Понадобилось три раунда травли, чтобы я, наконец, ушла из движения. Наконец, в конце 1969 года, я почувствовала себя насколько психологически опустошенной, что я просто не могла продолжать дальше. Все это время я считала свой опыт результатом личных конфликтов или политических разногласий, которые можно разрешить со временем, если приложить достаточно усилий. Но чем больше я старалась, тем хуже становилось положение дел, пока мне не пришлось смириться с неоспоримой реальностью – проблема не в том, что я делаю, а в том, кто я такая.

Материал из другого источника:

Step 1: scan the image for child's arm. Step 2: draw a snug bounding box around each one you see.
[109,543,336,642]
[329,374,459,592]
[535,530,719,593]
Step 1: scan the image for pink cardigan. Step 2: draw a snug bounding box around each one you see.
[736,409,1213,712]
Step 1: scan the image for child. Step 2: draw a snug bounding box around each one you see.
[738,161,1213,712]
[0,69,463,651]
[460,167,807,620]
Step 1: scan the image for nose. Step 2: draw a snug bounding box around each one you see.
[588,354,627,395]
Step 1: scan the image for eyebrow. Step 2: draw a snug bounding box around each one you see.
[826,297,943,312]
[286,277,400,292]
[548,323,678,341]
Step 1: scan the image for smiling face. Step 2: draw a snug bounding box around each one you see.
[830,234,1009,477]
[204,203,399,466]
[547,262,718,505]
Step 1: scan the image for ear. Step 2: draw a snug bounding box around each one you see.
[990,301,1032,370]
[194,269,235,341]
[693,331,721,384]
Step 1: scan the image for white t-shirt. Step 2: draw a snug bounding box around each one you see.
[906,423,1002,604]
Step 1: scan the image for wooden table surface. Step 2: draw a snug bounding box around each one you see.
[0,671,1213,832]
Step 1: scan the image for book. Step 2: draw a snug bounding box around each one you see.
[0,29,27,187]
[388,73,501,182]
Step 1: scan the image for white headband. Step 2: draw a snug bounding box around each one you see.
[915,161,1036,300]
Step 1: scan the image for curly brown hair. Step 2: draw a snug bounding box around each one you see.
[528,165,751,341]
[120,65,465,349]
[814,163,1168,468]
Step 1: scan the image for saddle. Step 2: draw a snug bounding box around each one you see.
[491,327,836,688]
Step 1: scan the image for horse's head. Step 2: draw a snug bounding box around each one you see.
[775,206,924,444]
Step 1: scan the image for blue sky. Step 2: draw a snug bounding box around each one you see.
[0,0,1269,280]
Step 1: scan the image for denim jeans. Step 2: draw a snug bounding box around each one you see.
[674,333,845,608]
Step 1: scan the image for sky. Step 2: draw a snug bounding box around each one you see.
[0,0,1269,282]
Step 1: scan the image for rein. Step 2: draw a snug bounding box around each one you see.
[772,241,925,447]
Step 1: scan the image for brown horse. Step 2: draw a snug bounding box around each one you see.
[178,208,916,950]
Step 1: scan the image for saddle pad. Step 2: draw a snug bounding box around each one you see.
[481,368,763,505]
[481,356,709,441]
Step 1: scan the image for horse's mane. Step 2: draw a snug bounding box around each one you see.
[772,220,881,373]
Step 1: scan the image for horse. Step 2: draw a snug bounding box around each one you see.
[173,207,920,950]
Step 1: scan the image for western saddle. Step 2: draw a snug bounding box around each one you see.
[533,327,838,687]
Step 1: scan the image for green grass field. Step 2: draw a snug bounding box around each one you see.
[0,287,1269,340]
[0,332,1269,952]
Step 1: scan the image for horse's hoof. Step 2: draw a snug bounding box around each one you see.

Эта мысль доносилась до меня так тонко, что я так и не смогла заставить кого-нибудь заговорить об этом напрямую. Не было никаких крупных разборок, только маленькие шпильки. Сами по себе они были незначительными, но все вместе они чувствовались как тысячи отметин хлыста. Шаг за шагом я подвергалась остракизму: если писалась совместная статья, мои попытки внести свой вклад игнорировались; если я писала статью, то никто ее не читал; если я говорила на встречах, то все вежливо слушали, а потом возвращались к прежнему разговору, как будто я ничего не говорила; дату встречи переносили, а мне ничего не сообщали; если была моя очередь координировать работу по проекту, никто не предлагал помощь; меня не включали в рассылки почты, а если я обнаруживала, что меня нет в списке получателей почты, мне говорили, что я просто не там смотрела. Однажды моя группа решила провести совместное мероприятие по привлечению средств, чтобы оплатить поездку наших членов на конференцию, пока я не сказала, что хочу поехать, и после этого было решено, что каждая сама по себе (по правде сказать, одна участница потом позвонила мне, чтобы предложить 5 долларов для компенсации расходов, при условии, что я никому не расскажу об этом. Ее начали травить через пару лет).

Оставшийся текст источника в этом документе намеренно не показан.